The Guardian had a piece on their website yesterday about what to do with sexist abuse online.
The Guardian panel provide mostly reasonable suggestions that warrant further discussion. But the first woman, Helen Lewis-Hasteley’s comment about “Why should people pay for you to promote that opinion?” completely misses the point of how the internet works. The advertisers are paying for people to promote any opinion they like, on sites that aren’t moderated at least. On sites that are moderated, advertisers are paying for the moderators to be there so that some sort of order and civility is built into discussions. God knows people on the internet are far less able to be reasonable and measured than people in the street. The internet is like real life except with the thrill of anonymity that sitting behind a screen provides. It removes some of the humanity from others and you feel free to see them as words you hate rather than a person with whom you disagree.
You would never say, if someone were to yell obscenities in the street, “I can’t believe the council are maintaining the pavement for the person to stand and yell abuse.” Of course the abuse online is often more explicit, more threatening and less legal. Helen Lewis-Hasteley does not refer to that type of abuse when she says that advertisers shouldn’t pay, although of course illegal threats are covered in what she says. She specifically says that people shouldn’t be allowed to call her “shrill or ugly or whatever.”

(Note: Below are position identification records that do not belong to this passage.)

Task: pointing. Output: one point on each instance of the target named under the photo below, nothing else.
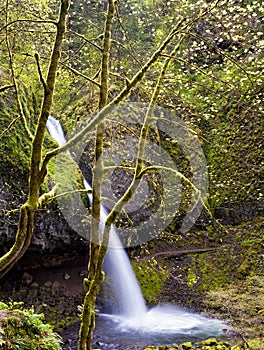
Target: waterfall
(130, 301)
(132, 320)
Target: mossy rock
(151, 277)
(25, 330)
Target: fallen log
(172, 253)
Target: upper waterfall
(130, 301)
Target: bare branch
(6, 87)
(20, 108)
(73, 70)
(40, 72)
(10, 126)
(89, 41)
(26, 21)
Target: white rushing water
(130, 301)
(132, 314)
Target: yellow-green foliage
(22, 329)
(151, 277)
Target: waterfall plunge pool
(163, 324)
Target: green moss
(151, 277)
(25, 330)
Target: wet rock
(35, 285)
(209, 342)
(66, 276)
(187, 346)
(27, 278)
(55, 287)
(48, 284)
(83, 273)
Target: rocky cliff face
(52, 233)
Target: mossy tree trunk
(95, 273)
(37, 172)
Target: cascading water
(130, 300)
(133, 321)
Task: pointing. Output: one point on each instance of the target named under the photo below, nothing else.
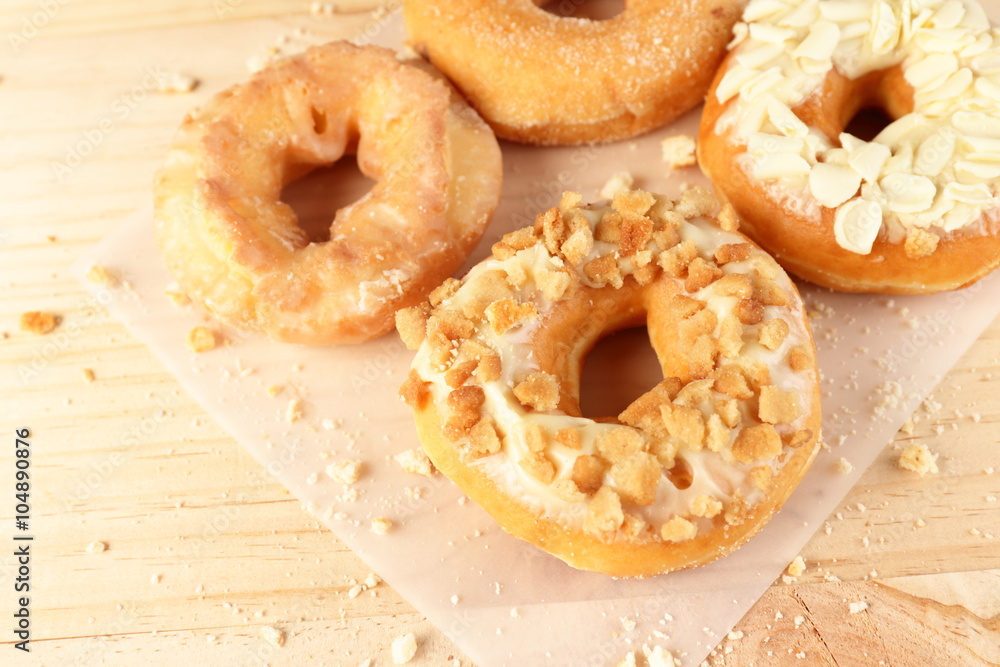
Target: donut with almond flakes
(914, 209)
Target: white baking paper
(503, 601)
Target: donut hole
(868, 122)
(319, 120)
(620, 368)
(681, 475)
(592, 10)
(316, 197)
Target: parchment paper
(514, 604)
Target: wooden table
(203, 549)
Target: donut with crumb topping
(544, 79)
(687, 472)
(235, 247)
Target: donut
(543, 79)
(913, 209)
(688, 471)
(236, 248)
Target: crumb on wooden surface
(39, 322)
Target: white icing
(715, 474)
(934, 167)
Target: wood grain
(203, 548)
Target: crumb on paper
(381, 526)
(619, 182)
(858, 607)
(39, 322)
(273, 636)
(844, 466)
(918, 459)
(659, 657)
(176, 295)
(99, 275)
(294, 411)
(404, 648)
(202, 339)
(679, 151)
(346, 472)
(175, 82)
(259, 61)
(416, 462)
(322, 8)
(797, 567)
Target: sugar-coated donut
(691, 469)
(234, 246)
(544, 79)
(914, 210)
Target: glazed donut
(543, 79)
(915, 210)
(236, 248)
(689, 470)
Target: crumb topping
(739, 397)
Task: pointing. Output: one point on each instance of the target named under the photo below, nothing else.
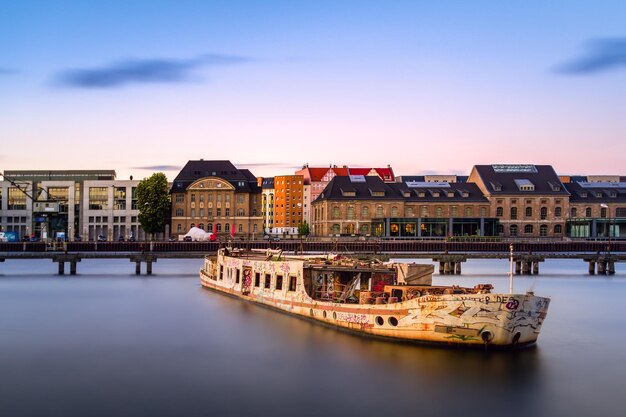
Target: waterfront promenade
(601, 256)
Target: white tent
(198, 234)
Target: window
(279, 282)
(293, 280)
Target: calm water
(107, 343)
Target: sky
(428, 87)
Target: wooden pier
(450, 255)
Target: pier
(450, 256)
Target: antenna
(511, 269)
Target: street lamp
(608, 215)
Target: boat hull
(469, 320)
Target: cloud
(141, 71)
(159, 168)
(602, 55)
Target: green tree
(303, 229)
(154, 203)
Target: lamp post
(608, 229)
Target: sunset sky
(425, 86)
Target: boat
(382, 299)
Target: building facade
(367, 206)
(218, 198)
(528, 200)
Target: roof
(596, 193)
(374, 188)
(520, 180)
(242, 179)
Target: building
(288, 204)
(597, 209)
(316, 179)
(51, 204)
(366, 205)
(218, 198)
(528, 200)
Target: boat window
(279, 282)
(292, 282)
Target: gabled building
(528, 200)
(366, 205)
(216, 197)
(597, 209)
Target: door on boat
(247, 281)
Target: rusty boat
(389, 300)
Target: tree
(154, 203)
(303, 229)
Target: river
(109, 343)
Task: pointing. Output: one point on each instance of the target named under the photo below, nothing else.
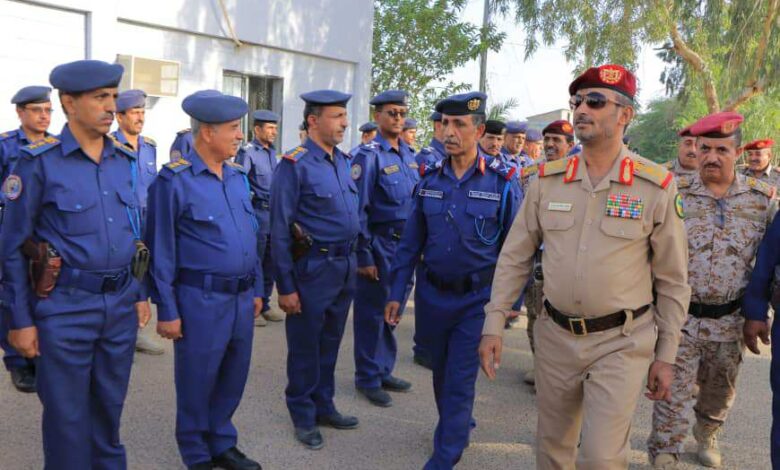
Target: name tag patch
(559, 206)
(484, 195)
(624, 206)
(431, 193)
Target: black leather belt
(216, 283)
(579, 326)
(461, 284)
(714, 311)
(97, 282)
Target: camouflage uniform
(723, 236)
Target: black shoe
(394, 384)
(311, 438)
(23, 379)
(377, 396)
(338, 421)
(201, 466)
(424, 361)
(234, 459)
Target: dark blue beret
(326, 98)
(85, 75)
(532, 135)
(32, 94)
(211, 106)
(516, 127)
(264, 115)
(463, 104)
(399, 97)
(130, 99)
(368, 127)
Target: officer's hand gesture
(754, 329)
(369, 272)
(144, 311)
(490, 354)
(290, 303)
(170, 329)
(25, 340)
(392, 317)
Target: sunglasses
(594, 100)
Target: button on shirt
(447, 218)
(80, 207)
(202, 223)
(315, 190)
(385, 178)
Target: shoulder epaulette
(506, 171)
(37, 148)
(178, 166)
(652, 172)
(295, 154)
(760, 186)
(9, 134)
(555, 167)
(236, 166)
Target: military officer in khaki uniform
(758, 155)
(612, 237)
(726, 216)
(687, 161)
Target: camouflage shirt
(723, 236)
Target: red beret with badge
(560, 127)
(717, 125)
(612, 76)
(760, 144)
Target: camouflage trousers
(533, 305)
(711, 365)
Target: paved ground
(394, 438)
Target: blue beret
(211, 106)
(130, 99)
(264, 115)
(516, 127)
(32, 94)
(399, 97)
(532, 135)
(463, 104)
(368, 127)
(326, 98)
(85, 75)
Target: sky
(541, 83)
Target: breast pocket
(78, 214)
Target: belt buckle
(581, 323)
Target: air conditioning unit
(154, 76)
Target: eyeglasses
(396, 114)
(594, 100)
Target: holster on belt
(45, 266)
(302, 241)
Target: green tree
(417, 44)
(727, 50)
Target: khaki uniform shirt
(606, 248)
(723, 237)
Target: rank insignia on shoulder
(431, 193)
(295, 154)
(624, 206)
(42, 145)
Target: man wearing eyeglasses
(726, 216)
(613, 237)
(33, 107)
(385, 173)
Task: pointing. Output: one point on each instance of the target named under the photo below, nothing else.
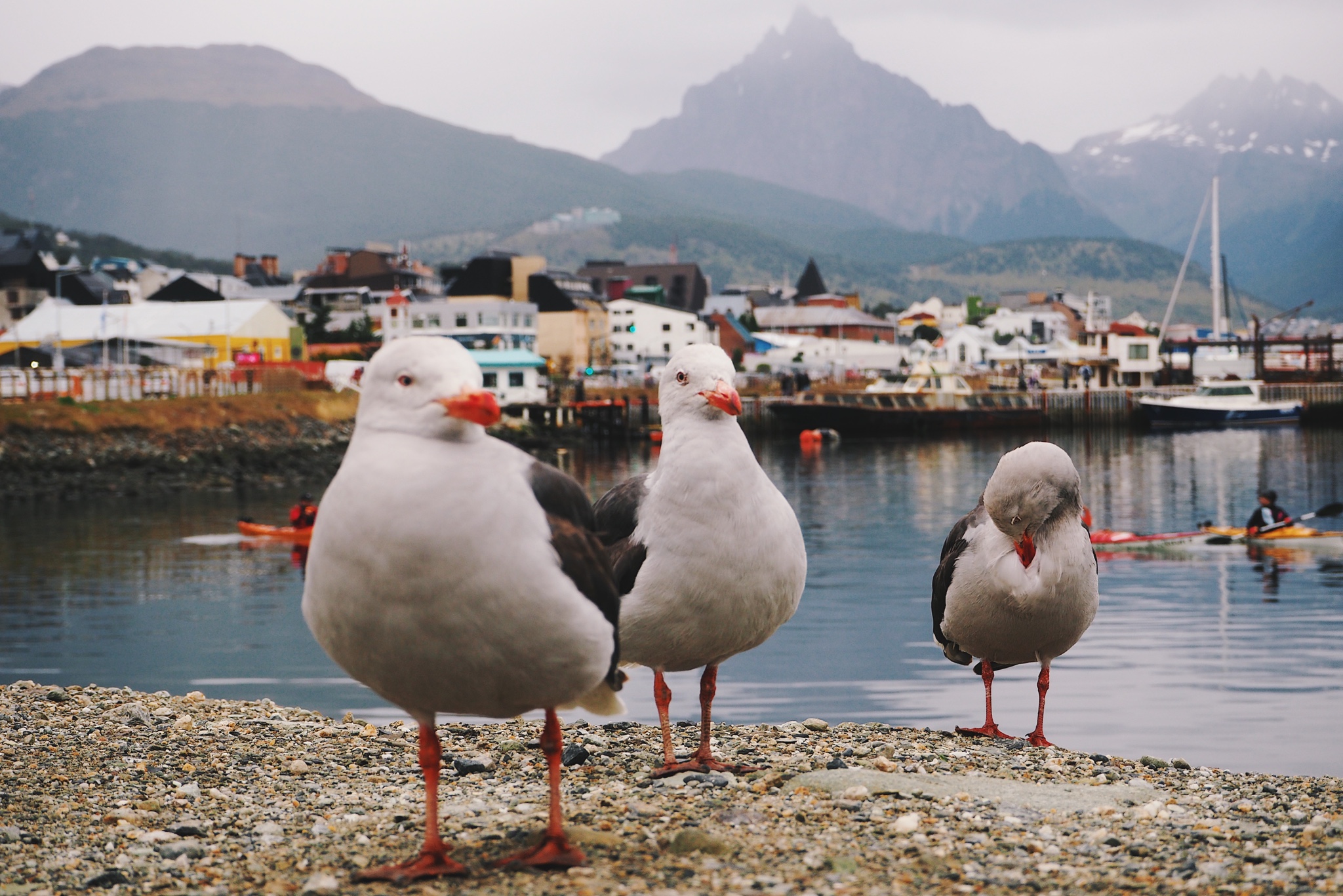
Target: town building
(826, 320)
(685, 285)
(226, 328)
(515, 375)
(571, 321)
(647, 334)
(483, 322)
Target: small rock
(574, 755)
(693, 840)
(907, 824)
(320, 883)
(190, 848)
(109, 878)
(473, 765)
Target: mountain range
(801, 149)
(1277, 148)
(806, 112)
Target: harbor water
(1222, 656)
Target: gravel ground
(155, 793)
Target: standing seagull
(706, 550)
(453, 573)
(1017, 581)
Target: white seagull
(1017, 581)
(452, 573)
(706, 550)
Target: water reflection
(1186, 657)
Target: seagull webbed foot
(428, 864)
(552, 852)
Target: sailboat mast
(1218, 300)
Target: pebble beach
(120, 792)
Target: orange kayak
(278, 532)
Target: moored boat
(289, 534)
(1220, 403)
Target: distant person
(1268, 513)
(302, 515)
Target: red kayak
(1111, 540)
(289, 534)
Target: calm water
(1216, 655)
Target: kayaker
(302, 515)
(1268, 513)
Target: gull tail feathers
(601, 700)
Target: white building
(647, 335)
(474, 322)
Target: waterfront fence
(132, 383)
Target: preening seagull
(452, 573)
(1017, 581)
(706, 550)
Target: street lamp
(60, 360)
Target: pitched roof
(810, 282)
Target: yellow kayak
(1289, 535)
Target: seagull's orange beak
(476, 406)
(724, 398)
(1025, 550)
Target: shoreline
(159, 793)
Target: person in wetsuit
(302, 515)
(1267, 513)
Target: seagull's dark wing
(582, 554)
(952, 551)
(617, 516)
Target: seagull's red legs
(1037, 737)
(555, 851)
(703, 758)
(990, 728)
(433, 860)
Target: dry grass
(174, 416)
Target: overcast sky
(579, 75)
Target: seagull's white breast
(433, 581)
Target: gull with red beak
(1017, 581)
(707, 553)
(452, 573)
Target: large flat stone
(1043, 797)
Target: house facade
(647, 335)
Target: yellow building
(245, 325)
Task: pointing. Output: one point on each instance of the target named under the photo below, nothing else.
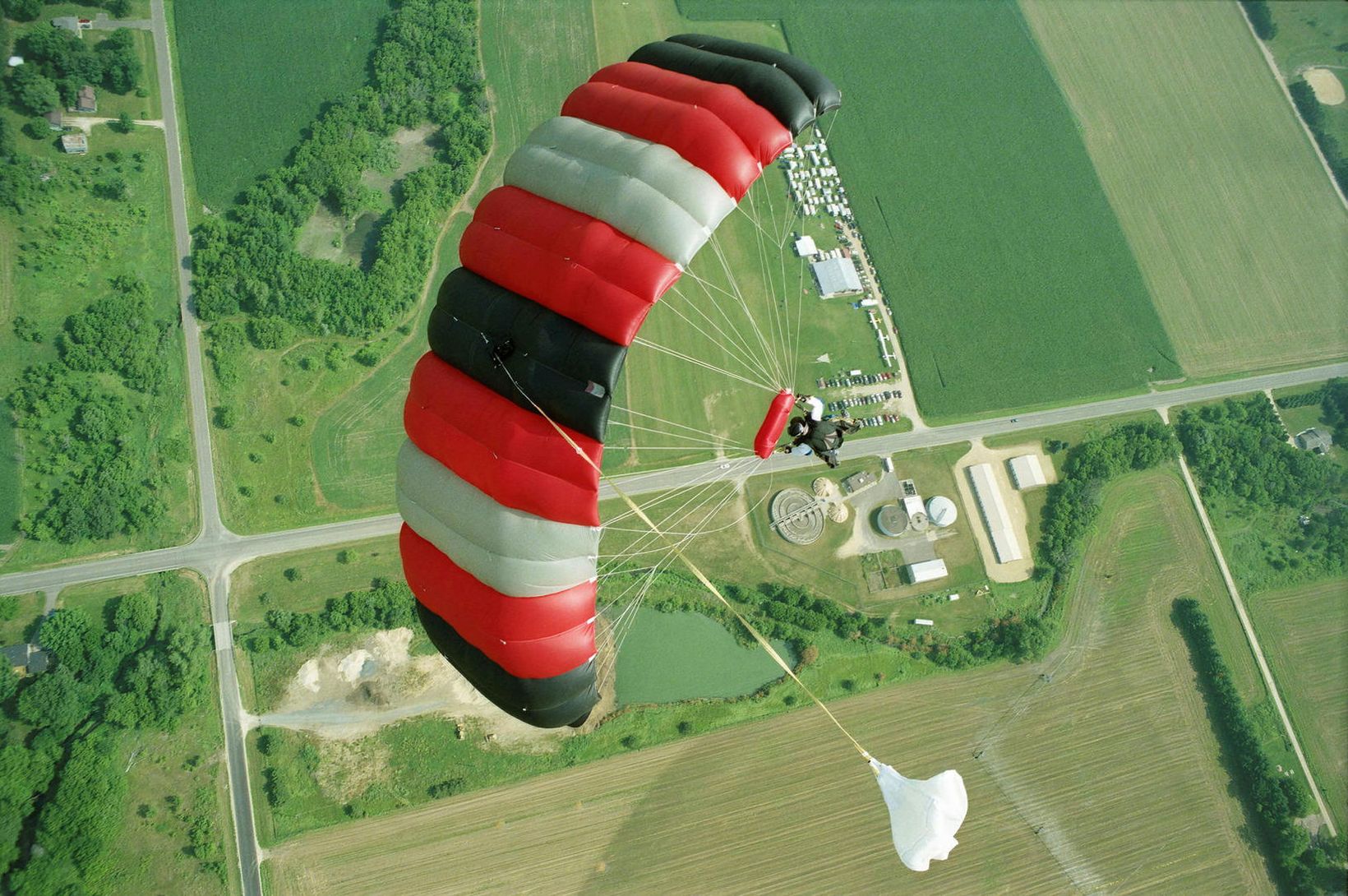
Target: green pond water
(676, 657)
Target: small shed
(86, 101)
(25, 659)
(1314, 440)
(1026, 472)
(926, 571)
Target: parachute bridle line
(676, 548)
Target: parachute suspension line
(726, 343)
(701, 363)
(701, 577)
(682, 426)
(769, 295)
(726, 266)
(762, 352)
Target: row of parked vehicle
(875, 398)
(853, 377)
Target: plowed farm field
(1104, 778)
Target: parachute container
(924, 815)
(773, 423)
(602, 209)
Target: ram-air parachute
(602, 210)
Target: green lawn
(1239, 236)
(1010, 278)
(256, 73)
(58, 261)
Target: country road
(216, 552)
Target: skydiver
(816, 434)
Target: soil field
(1103, 779)
(1304, 632)
(232, 57)
(1230, 215)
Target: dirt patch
(345, 695)
(1325, 84)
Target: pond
(674, 657)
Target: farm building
(1026, 472)
(86, 100)
(836, 276)
(1314, 440)
(25, 659)
(857, 481)
(941, 511)
(890, 520)
(925, 571)
(994, 514)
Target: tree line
(1272, 799)
(1240, 455)
(82, 434)
(61, 780)
(244, 261)
(57, 63)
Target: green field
(1234, 223)
(1304, 630)
(1074, 780)
(1010, 276)
(255, 74)
(1313, 34)
(57, 261)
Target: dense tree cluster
(1074, 500)
(383, 607)
(1274, 799)
(61, 783)
(57, 63)
(425, 71)
(104, 483)
(1310, 111)
(1244, 465)
(1261, 19)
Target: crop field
(57, 261)
(1103, 779)
(1011, 280)
(233, 56)
(1310, 34)
(1234, 223)
(1304, 632)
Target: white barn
(1026, 472)
(926, 570)
(995, 514)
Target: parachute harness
(692, 566)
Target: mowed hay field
(1112, 763)
(256, 72)
(1230, 215)
(1304, 632)
(1009, 274)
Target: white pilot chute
(924, 814)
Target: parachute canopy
(924, 815)
(600, 212)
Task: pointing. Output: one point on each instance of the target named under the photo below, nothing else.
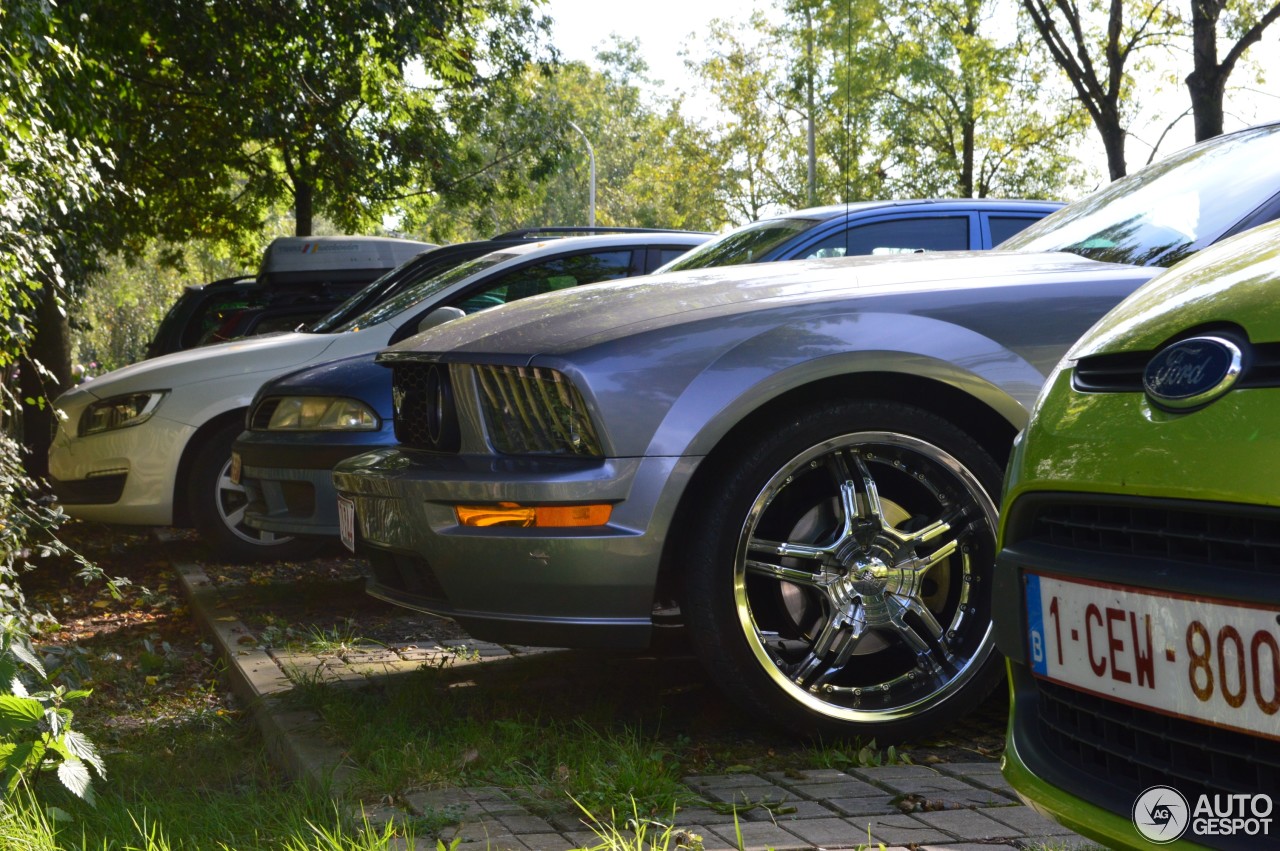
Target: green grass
(199, 785)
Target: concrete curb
(293, 737)
(961, 806)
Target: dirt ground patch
(149, 658)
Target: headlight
(321, 413)
(119, 411)
(535, 411)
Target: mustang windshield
(741, 246)
(405, 297)
(1170, 209)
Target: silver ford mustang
(798, 465)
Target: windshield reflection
(407, 297)
(1170, 209)
(743, 246)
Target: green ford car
(1138, 582)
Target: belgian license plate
(1210, 660)
(347, 522)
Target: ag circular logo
(1192, 373)
(1161, 814)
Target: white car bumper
(119, 476)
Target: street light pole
(590, 156)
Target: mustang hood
(558, 321)
(192, 366)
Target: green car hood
(1119, 442)
(1234, 282)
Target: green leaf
(23, 654)
(83, 749)
(18, 713)
(74, 776)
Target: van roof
(336, 254)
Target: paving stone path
(958, 806)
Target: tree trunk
(1112, 141)
(51, 347)
(302, 213)
(1206, 82)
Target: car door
(894, 234)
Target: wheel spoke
(784, 573)
(920, 563)
(871, 494)
(830, 652)
(787, 550)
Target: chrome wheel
(859, 577)
(231, 502)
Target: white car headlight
(321, 413)
(119, 411)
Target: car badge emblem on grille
(1192, 373)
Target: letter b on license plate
(1211, 660)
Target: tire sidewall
(206, 471)
(712, 617)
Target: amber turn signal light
(531, 516)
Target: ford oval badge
(1192, 373)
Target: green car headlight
(119, 411)
(535, 411)
(321, 413)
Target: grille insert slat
(425, 415)
(1134, 747)
(1225, 540)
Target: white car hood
(245, 356)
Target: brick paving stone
(844, 788)
(803, 810)
(545, 841)
(1025, 820)
(380, 668)
(759, 836)
(711, 842)
(931, 786)
(580, 840)
(969, 824)
(526, 823)
(356, 655)
(725, 781)
(952, 800)
(423, 655)
(808, 776)
(828, 833)
(899, 829)
(863, 805)
(702, 815)
(1061, 842)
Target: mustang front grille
(535, 411)
(425, 415)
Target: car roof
(677, 238)
(941, 205)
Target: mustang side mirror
(439, 316)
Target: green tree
(653, 167)
(972, 113)
(1242, 23)
(46, 173)
(1097, 47)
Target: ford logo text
(1192, 373)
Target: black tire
(216, 507)
(814, 613)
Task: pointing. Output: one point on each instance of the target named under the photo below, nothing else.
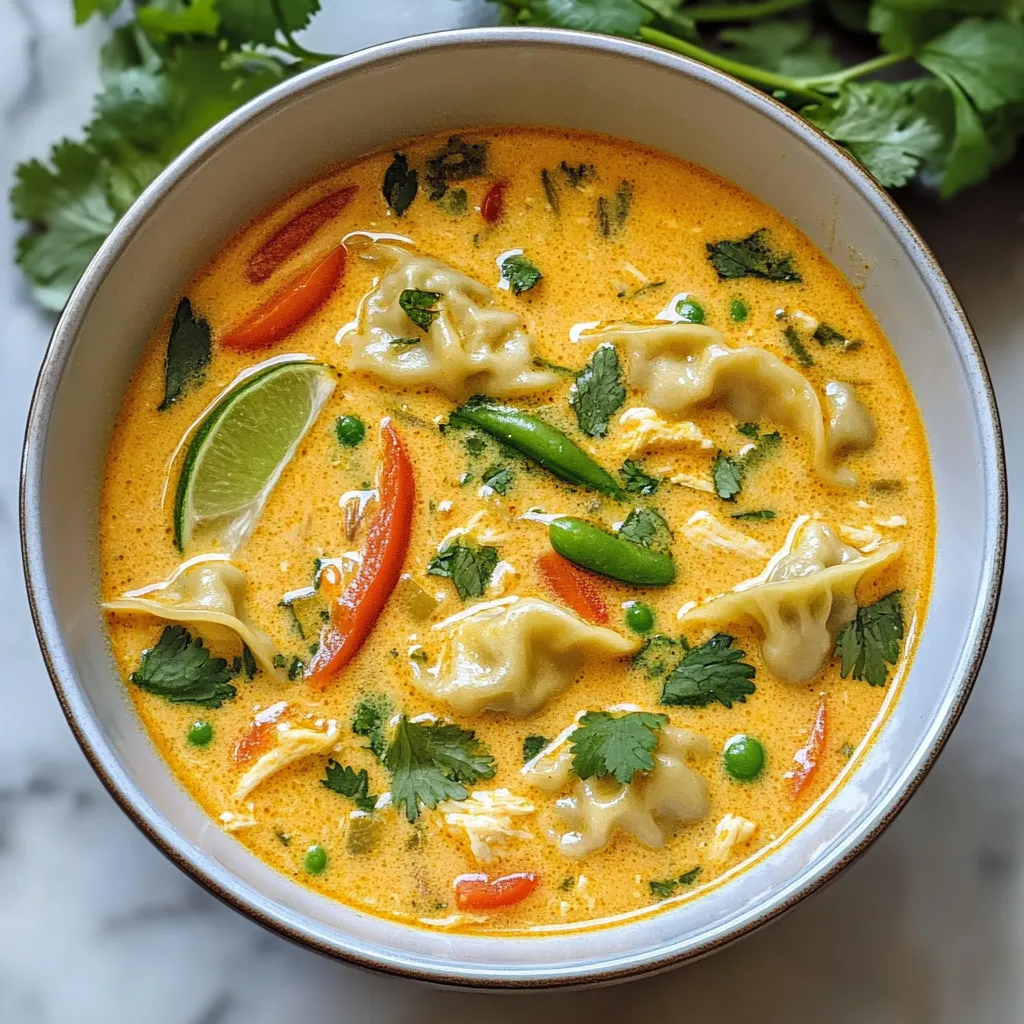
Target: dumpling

I agree that rudeness is hardly an upside to having an opinion online, but I wouldn’t expect advertisers to stop paying for it any more than I’d expect local authorities to whip the pavement from under the person who pushes in front of me in the bus queue or starts a highly original and catchy chorus of “oi, ginger.” It’s tempting of course, and far easier to do online, but I think general ass-hattery in the form of assuming any woman with an opinion is shrill and ugly and whatever is very different than assuming every woman with an opinion deserves to be raped and beaten.
I think moderated comments online are necessary to a degree but censoring sexism doesn’t make it go away. If you’ve ever run into someone who’s convinced that women run the world, like… Beyonce…
censorship would be counterproductive in the extreme. Confronting and challenging sexism like the woman in the video doesn’t even make it go away. I would never suggest that she stop trying, because that’s an awesome video.
So, violent rape and death threats to women with opinions. Bad. V. bad. Should be removed. Sexist asshattery? Leave it be and point out how absurd it is. If someone tells me to shut up and make them a sandwich when I disagree (it’s funny the first fifty times, after that, not so much) or to get in the kitchen where I belong or any number of stereotypes that died before the commenter was born, I’ll have a word. Several words. A couple of expletives if need be. If we hide stuff like that away, it isn’t a problem and we don’t need to deal with it. Maybe that’s why we do.
I’m getting increasingly frustrated with the fact that every post here seems to revolve around me addressing some issue to do with my chromosomes. One day I’ll go on a website and see some great injustice involving unfair distribution of puppies and rainbows. That’d be nice.